International career
- Years: Team / Apps / (Points)
- 2006: Ireland U21 / 8
- 2007: Ireland U20 / 2 / (0)
- 2009–2015: Ireland Wolfhounds / 5
- 2009–2019: Ireland / 56 / (30)
- 2013, 2017: British & Irish Lions / 5 / (5)
- Correct as of 16 March 2019

= Seán O'Brien (rugby union, born 1987) =

Irish rugby union player

Seán Kevin O'Brien (born 14 February 1987) is an Irish retired professional rugby union player. He previously represented home province Leinster for eleven seasons. At Leinster, he helped the team win four European titles, and was named ERC European Player of the Year for the 2010–11 season, he then played three seasons for English Premiership Rugby side London Irish.

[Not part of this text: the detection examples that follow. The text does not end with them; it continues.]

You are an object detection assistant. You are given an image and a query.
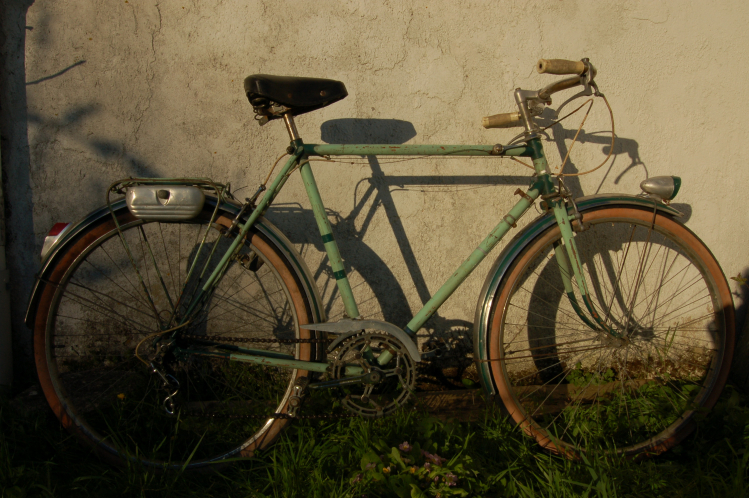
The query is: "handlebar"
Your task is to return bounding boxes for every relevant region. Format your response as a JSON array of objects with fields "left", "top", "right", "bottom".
[
  {"left": 481, "top": 59, "right": 598, "bottom": 133},
  {"left": 536, "top": 59, "right": 585, "bottom": 74}
]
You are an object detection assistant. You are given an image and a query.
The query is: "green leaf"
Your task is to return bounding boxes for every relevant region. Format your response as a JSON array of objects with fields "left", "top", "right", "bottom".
[{"left": 411, "top": 484, "right": 427, "bottom": 498}]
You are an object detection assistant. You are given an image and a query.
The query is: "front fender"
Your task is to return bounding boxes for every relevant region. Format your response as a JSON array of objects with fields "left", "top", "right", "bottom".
[
  {"left": 24, "top": 196, "right": 327, "bottom": 328},
  {"left": 473, "top": 194, "right": 682, "bottom": 395}
]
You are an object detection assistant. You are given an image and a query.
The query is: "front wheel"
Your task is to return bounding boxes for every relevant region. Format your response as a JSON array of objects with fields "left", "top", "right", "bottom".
[
  {"left": 34, "top": 201, "right": 313, "bottom": 468},
  {"left": 489, "top": 207, "right": 734, "bottom": 456}
]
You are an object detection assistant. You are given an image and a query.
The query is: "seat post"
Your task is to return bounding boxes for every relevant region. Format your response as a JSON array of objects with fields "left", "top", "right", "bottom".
[{"left": 283, "top": 112, "right": 300, "bottom": 142}]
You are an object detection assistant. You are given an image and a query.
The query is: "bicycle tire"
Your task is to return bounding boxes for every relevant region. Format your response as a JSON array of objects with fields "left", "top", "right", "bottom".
[
  {"left": 34, "top": 199, "right": 314, "bottom": 468},
  {"left": 489, "top": 206, "right": 735, "bottom": 458}
]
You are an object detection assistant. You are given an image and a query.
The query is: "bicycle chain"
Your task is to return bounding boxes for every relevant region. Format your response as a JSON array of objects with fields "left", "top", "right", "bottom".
[
  {"left": 180, "top": 334, "right": 332, "bottom": 344},
  {"left": 181, "top": 334, "right": 359, "bottom": 420}
]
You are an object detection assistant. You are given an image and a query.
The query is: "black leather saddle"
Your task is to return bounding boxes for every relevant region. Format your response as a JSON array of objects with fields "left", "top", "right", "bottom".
[{"left": 244, "top": 74, "right": 348, "bottom": 124}]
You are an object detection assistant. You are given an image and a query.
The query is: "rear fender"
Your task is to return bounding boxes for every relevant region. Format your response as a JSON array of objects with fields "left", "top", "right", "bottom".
[{"left": 25, "top": 196, "right": 327, "bottom": 328}]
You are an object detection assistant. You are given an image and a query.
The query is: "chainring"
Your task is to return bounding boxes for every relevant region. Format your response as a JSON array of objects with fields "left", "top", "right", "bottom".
[{"left": 332, "top": 332, "right": 416, "bottom": 418}]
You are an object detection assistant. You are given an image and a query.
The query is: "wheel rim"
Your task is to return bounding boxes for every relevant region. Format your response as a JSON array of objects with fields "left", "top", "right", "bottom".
[
  {"left": 491, "top": 209, "right": 732, "bottom": 455},
  {"left": 37, "top": 210, "right": 310, "bottom": 466}
]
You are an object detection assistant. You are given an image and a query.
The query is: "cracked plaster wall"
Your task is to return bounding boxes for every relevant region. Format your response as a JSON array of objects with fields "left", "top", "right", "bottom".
[{"left": 3, "top": 0, "right": 749, "bottom": 384}]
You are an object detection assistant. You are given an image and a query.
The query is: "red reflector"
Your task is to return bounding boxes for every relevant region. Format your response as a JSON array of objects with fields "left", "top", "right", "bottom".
[{"left": 47, "top": 223, "right": 70, "bottom": 237}]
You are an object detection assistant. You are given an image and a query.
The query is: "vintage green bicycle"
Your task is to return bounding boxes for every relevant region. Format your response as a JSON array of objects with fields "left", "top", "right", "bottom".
[{"left": 27, "top": 59, "right": 734, "bottom": 468}]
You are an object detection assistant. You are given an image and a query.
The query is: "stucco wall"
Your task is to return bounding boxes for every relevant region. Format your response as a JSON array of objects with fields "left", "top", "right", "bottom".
[{"left": 2, "top": 0, "right": 749, "bottom": 386}]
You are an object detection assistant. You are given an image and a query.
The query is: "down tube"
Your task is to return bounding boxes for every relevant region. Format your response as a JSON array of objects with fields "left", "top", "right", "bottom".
[{"left": 404, "top": 178, "right": 544, "bottom": 335}]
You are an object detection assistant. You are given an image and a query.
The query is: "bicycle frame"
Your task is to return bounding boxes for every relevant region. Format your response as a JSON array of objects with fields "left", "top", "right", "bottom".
[{"left": 174, "top": 137, "right": 600, "bottom": 375}]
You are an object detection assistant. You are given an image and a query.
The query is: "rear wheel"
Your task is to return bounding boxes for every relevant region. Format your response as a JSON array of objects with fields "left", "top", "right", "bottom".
[
  {"left": 489, "top": 207, "right": 734, "bottom": 456},
  {"left": 34, "top": 203, "right": 313, "bottom": 467}
]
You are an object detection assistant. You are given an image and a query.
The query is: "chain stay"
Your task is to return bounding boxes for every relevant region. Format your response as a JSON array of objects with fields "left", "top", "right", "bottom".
[
  {"left": 181, "top": 334, "right": 360, "bottom": 420},
  {"left": 180, "top": 334, "right": 331, "bottom": 344}
]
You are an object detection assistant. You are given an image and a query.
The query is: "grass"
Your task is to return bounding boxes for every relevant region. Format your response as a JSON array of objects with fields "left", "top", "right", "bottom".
[{"left": 0, "top": 387, "right": 749, "bottom": 498}]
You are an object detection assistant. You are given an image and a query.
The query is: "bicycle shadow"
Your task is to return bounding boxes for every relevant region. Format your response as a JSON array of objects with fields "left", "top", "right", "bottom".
[{"left": 537, "top": 107, "right": 692, "bottom": 224}]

Internationally, he played for Ireland for ten years, and toured twice with the British & Irish Lions in 2013 and 2017. O'Brien could play across the back-row, though he primarily played as an openside flanker. He announced his retirement from rugby in 2022.

==Professional career==

===Leinster===
O’Brien made his Leinster debut against Cardiff Blues in September 2008 in the Celtic League. He made his Heineken Cup debut against Castres Olympique in December 2008. He did not feature for Leinster in the 2009 Heineken Cup Final, but evidence of O’Brien's emergence as one of the most exciting young back-row forwards in Europe came in the form of strong interest from France before Christmas of 2010. The Irish Rugby Football Union moved quickly and O’Brien agreed a new three-year deal with Leinster the following January.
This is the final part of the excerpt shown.